Gereifte Weine. Das ultimative Weinerlebnis?

Wein, Reifen und AlternEs ist möglicherweise eine Frage des Zugangs oder auch des vorgeprägten Geschmacksbilds, das sich bei jedem Menschen im Lauf seines Lebens entwickelt. Also lässt sich die getitelte Frage nicht so einfach  beantworten.

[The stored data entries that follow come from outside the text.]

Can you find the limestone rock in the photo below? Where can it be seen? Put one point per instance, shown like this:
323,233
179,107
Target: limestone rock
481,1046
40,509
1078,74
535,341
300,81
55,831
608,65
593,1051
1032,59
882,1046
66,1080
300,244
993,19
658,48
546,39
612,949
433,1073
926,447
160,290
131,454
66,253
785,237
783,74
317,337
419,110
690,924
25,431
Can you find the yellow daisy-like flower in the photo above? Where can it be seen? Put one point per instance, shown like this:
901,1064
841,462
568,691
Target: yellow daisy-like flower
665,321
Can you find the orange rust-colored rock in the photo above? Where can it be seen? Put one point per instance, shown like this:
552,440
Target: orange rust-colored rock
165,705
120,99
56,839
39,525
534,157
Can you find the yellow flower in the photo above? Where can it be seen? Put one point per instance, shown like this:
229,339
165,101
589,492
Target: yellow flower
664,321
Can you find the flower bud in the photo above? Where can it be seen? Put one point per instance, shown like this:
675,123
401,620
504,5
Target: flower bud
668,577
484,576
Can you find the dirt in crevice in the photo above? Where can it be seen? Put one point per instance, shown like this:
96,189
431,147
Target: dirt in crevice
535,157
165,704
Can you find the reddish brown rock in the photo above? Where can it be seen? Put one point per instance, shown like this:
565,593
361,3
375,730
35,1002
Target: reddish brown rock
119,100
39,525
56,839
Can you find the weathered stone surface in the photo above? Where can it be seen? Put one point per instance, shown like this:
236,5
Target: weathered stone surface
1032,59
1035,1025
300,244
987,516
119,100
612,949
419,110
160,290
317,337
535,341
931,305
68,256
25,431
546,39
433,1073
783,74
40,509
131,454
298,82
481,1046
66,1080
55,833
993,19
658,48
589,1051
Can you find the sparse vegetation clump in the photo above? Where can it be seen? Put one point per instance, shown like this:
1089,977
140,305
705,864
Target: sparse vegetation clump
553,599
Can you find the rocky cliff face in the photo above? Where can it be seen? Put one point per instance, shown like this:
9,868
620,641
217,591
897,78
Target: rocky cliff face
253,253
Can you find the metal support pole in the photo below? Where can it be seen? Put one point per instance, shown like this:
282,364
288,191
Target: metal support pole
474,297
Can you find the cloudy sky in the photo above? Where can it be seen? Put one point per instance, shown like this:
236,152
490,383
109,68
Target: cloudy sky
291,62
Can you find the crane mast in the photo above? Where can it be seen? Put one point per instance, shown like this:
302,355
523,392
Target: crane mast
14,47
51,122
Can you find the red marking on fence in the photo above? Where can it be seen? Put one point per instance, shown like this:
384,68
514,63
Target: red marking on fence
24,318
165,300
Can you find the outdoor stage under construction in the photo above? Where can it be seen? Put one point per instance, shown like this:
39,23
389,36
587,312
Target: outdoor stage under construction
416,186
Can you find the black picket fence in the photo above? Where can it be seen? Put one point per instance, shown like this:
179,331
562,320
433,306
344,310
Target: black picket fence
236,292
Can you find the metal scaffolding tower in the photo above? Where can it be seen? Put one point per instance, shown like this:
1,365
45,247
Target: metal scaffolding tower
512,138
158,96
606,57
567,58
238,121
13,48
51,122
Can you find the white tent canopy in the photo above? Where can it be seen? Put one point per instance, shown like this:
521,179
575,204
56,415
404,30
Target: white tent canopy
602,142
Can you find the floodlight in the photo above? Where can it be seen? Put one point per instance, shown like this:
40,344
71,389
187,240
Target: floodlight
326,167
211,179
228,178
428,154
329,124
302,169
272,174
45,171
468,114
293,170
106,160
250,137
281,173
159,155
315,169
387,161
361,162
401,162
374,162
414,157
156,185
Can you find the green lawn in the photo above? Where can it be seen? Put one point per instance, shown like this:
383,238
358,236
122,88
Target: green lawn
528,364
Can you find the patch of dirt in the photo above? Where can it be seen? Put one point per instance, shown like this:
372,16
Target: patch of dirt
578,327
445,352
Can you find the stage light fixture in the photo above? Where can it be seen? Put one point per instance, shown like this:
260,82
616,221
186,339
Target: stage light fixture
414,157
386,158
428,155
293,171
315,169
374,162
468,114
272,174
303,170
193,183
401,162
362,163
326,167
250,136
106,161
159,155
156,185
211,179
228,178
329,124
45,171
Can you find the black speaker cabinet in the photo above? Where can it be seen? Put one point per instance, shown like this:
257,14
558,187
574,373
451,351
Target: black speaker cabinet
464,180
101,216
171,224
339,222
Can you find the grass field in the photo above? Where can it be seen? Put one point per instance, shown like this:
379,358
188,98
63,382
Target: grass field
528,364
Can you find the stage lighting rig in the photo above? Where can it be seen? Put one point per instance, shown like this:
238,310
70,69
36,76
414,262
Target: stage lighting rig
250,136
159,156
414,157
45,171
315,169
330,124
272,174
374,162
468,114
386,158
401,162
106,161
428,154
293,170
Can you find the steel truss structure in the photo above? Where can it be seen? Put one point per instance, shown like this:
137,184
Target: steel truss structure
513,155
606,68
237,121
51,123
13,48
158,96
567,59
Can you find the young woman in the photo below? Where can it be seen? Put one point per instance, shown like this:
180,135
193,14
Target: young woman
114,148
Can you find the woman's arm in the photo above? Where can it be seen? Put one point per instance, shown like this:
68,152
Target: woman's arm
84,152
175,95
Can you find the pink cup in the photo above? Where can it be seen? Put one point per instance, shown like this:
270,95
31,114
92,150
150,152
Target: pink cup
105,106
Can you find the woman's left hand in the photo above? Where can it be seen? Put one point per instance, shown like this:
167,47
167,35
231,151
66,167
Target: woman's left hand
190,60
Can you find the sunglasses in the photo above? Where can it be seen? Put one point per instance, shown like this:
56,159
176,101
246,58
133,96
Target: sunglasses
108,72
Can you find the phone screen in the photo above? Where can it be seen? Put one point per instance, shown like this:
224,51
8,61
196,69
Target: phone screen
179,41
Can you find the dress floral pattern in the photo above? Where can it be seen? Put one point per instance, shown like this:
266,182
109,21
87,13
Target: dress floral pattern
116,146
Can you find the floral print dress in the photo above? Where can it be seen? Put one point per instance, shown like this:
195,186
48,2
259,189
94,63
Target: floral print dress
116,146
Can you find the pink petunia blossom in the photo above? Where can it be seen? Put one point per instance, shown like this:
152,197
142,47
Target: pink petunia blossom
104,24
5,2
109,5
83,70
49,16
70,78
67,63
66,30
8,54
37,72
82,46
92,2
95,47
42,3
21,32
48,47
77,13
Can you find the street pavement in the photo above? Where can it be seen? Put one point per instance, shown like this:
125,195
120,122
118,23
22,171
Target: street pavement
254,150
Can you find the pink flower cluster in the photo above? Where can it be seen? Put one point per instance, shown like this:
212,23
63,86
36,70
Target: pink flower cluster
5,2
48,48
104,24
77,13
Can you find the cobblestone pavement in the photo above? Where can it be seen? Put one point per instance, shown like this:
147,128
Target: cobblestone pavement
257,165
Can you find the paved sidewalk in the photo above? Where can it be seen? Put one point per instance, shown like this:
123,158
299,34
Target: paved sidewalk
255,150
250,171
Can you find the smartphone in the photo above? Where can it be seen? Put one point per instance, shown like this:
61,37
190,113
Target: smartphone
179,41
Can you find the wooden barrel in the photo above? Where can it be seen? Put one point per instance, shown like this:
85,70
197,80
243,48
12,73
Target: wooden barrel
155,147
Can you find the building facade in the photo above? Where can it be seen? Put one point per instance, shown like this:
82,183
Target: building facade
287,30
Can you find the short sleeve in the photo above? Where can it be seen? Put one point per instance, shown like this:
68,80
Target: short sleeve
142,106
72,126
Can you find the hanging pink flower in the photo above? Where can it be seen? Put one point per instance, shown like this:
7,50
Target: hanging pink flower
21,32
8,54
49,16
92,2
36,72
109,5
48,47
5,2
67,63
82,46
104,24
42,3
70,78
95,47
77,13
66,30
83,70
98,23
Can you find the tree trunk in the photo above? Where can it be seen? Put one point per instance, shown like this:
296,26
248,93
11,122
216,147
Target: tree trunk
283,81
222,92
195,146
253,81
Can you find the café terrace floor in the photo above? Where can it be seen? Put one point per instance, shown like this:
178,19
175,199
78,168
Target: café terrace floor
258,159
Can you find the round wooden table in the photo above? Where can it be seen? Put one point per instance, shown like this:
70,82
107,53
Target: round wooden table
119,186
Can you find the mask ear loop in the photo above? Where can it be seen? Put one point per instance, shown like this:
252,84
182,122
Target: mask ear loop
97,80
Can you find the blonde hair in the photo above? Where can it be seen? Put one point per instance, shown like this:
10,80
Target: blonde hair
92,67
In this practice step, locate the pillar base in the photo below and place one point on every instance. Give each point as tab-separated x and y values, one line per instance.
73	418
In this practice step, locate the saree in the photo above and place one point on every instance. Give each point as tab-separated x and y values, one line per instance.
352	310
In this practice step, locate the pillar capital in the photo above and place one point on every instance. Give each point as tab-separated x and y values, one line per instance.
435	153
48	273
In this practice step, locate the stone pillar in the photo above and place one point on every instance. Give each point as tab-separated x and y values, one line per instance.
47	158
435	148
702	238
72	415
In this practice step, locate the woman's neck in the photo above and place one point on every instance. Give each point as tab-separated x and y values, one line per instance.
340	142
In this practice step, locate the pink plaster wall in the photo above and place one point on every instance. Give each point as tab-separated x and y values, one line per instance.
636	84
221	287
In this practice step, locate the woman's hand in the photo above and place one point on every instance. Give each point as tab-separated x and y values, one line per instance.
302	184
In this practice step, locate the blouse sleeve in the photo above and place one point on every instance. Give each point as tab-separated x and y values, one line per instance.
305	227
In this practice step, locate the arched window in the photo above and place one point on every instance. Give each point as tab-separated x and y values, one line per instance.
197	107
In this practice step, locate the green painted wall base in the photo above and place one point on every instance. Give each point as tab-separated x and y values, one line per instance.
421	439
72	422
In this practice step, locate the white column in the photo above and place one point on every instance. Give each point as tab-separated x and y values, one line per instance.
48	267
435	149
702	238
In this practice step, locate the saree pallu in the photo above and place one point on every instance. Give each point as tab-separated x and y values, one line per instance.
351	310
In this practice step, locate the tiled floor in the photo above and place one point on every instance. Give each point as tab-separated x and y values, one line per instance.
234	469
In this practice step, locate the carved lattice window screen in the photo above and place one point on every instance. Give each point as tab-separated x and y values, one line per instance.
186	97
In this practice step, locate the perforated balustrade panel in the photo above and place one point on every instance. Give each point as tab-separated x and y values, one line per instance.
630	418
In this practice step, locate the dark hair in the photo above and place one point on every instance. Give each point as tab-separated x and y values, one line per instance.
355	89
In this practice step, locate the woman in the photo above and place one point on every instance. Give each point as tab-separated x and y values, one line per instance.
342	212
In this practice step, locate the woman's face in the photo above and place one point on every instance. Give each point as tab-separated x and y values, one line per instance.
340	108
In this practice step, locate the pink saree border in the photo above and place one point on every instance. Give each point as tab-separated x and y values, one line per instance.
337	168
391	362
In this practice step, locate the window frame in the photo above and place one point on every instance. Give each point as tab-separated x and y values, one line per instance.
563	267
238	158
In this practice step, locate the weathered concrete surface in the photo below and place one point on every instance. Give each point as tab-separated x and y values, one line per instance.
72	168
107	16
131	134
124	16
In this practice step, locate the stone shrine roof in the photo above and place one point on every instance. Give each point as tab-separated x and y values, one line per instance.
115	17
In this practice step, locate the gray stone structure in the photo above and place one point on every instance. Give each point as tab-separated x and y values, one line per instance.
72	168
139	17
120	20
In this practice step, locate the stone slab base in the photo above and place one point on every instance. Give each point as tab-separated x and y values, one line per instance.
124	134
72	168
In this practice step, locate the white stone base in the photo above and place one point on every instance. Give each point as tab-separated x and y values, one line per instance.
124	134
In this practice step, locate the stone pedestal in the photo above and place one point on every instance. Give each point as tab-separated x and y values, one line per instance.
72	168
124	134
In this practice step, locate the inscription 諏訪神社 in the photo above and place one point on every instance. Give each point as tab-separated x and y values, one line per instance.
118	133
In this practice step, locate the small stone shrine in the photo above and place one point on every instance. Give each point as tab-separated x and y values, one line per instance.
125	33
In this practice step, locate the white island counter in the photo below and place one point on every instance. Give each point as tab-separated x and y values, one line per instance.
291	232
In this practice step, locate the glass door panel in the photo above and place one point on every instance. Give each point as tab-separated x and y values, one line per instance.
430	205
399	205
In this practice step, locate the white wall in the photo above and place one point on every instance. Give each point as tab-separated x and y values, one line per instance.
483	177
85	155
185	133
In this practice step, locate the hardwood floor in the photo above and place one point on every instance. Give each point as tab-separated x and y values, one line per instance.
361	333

Wir alle lernen in unserer Kindheit, wir nehmen Geschmacksbilder an und Vorbilder auf. Bilder, die lehren was gut schmeckt und was nicht. Und weil wir irgendwann in die große Welt hinaus dürfen und von Grund auf neugierig sind, probieren wir vieles aus. Auch Dinge, die nicht in das erlernte Geschmacksbild passen. Wir nennen das „sich einen Zugang“ verschaffen. Leider ist es nicht immer so einfach, sich zu irgendetwas Zugang zu verschaffen. Viele Zugänge sind doch wieder vorgegeben, so auch der zu den gereiften Weinen. Was werden wir in den nächsten Monaten immer wieder in Fachzeitschriften, Tageszeitungen, TV und Radio lesen und hören? Berichte, Lob und Tadel der neuen Jahrgänge. In diesem Fall wird es den aktuellen Weißweinjahrgang betreffen und eher nicht die Vorgängerjahrgänge oder gar wirklich alte Kaliber. Aus einer Marketing-Sichtweise ist das auch durchaus nachvollziehbar. Intensiv beworben wird was neu ist und wovon auch entsprechende Mengen verfügbar sind.

Diese Vorgehensweise führt dazu, dass die „Zugangstüren“ zu den gereiften Weinen oftmals verschlossen oder zumindest schwer zu öffnen sind. Von hundert Verkostungseinladungen sind im besten Fall zwei dabei, die reifen Weine betreffen. Ergo ist es für den privaten Weinliebhaber nur sehr schwer möglich, sich ein persönliches „Altwein-Geschmacksmuster“ aufzubauen. Was man nicht kennenlernen kann, kann man wohl auch nicht lieben lernen.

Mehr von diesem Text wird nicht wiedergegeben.